感覺臉上有點異樣, 像是有什麼東西在輕輕摩挲。
寧翹覺得有點癢,伸手一抓,倒是自己的手被人家握住了。
她睜開眼, 就落入多爾袞深邃的目光中。
“主子爺?”寧翹還有點懵呢, 起身的時候小被褥滑落,她身上的衣帶也有些鬆散了, 就叫多爾袞看見了她纖細的鎖骨和圓潤的肩頭。

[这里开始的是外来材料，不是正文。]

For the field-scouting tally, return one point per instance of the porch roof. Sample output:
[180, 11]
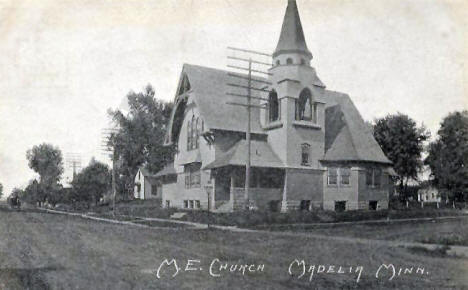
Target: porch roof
[261, 156]
[167, 170]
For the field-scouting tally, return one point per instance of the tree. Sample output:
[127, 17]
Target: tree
[47, 161]
[448, 156]
[140, 137]
[92, 182]
[33, 193]
[402, 141]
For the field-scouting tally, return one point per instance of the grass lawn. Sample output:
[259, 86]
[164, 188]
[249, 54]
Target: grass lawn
[47, 251]
[445, 232]
[262, 219]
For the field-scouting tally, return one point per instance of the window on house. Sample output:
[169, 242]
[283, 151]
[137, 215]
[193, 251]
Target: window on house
[273, 106]
[344, 176]
[332, 176]
[305, 151]
[373, 177]
[185, 86]
[305, 205]
[192, 175]
[340, 206]
[314, 113]
[194, 133]
[304, 108]
[197, 132]
[369, 176]
[377, 177]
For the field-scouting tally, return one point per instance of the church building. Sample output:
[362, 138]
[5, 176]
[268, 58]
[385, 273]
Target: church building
[310, 148]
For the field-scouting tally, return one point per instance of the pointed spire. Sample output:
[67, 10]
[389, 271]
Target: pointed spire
[292, 36]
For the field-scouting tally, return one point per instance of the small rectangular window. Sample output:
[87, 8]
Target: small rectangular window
[332, 176]
[344, 176]
[377, 177]
[340, 206]
[305, 150]
[369, 176]
[314, 113]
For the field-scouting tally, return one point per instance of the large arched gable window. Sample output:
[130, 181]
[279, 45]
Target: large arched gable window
[194, 133]
[306, 109]
[197, 132]
[273, 107]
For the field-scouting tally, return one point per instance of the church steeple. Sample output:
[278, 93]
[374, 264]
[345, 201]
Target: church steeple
[292, 39]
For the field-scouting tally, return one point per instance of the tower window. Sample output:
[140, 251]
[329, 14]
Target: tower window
[273, 106]
[305, 150]
[305, 110]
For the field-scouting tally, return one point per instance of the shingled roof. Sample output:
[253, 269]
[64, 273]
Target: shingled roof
[347, 137]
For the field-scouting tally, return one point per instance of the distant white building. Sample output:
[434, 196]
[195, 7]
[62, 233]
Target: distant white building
[146, 185]
[428, 194]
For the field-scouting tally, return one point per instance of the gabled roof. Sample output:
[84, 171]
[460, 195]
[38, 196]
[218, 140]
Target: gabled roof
[292, 36]
[208, 88]
[261, 156]
[347, 136]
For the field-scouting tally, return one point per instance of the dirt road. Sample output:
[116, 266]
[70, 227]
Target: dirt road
[47, 251]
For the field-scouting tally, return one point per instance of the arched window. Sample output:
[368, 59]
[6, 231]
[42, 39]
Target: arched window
[304, 109]
[273, 106]
[194, 133]
[305, 151]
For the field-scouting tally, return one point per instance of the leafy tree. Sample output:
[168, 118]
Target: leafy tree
[448, 156]
[92, 182]
[140, 137]
[47, 161]
[402, 141]
[33, 193]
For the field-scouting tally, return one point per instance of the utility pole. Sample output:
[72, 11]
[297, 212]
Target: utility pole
[249, 203]
[109, 150]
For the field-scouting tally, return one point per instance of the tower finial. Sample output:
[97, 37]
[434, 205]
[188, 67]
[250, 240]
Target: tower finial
[292, 38]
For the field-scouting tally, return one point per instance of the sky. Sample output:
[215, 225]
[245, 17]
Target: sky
[63, 64]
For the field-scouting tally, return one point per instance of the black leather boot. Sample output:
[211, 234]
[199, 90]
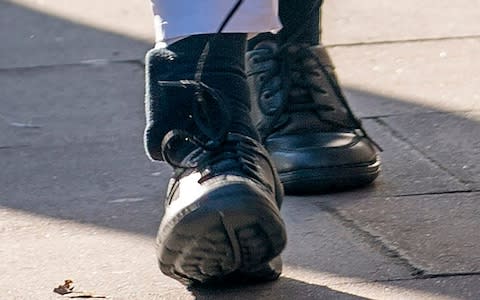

多爾袞把人輕輕摁住了, 這才剛睡醒, 還在榻上呢,行什麼禮呢。
替小丫頭把衣帶繫上,就聽見小丫頭聲音軟軟地問:“主子爺在前頭用膳了麼?”
多爾袞心裡一暖,都過了用膳的時辰了, 小丫頭還惦記著。
望著寧翹明亮清澈的目光,多爾袞怎麼也不忍心哄她:“爺還沒有。”
寧翹忙起身穿衣裳, 笑得很明媚:“奴才睡了一覺也餓了。那主子爺陪奴才用一點吧?”
滿院子的女人,誰會這樣勸進膳的?偏偏就是她,直接說叫人陪。
多爾袞卻聽著舒心。
他問:“你也沒用膳?”
寧翹不好意思地笑了笑:“奴才用過的,但是現在又餓了。”
多爾袞垂眸笑了笑,叫人進來:“傳膳吧。”
外頭煙霞煙雨剛剛回來, 那頭和周得勝一起聽見這話,都放下了一顆心。
周得勝心裡可覺得這位寧侍妾有本事啊。這誰敢勸主子爺這麼用膳啊,偏偏人家就敢,這轉個頭就傳膳啊,哪回都沒這麼快過。
膳房送來的香煎羊排, 香烤棒骨肉,鮮肉小餛飩,還有些撒了黑芝麻白芝麻的北地菌子, 二十個蔥油小扇貝,六團小餑餑,還有一個清湯肉丸。
寧翹其實是知道多爾袞大約沒心情用膳的,她也確實餓了,正好兩個人一起用挺好的。
多爾袞常年征戰,這不在她身邊的時候,她也照顧不到他的身體,現在他就在她身邊,又願意總來她的邀月堂,兩個人一塊兒在前院膳房用膳,郭喜那兒都知道他們的口味了。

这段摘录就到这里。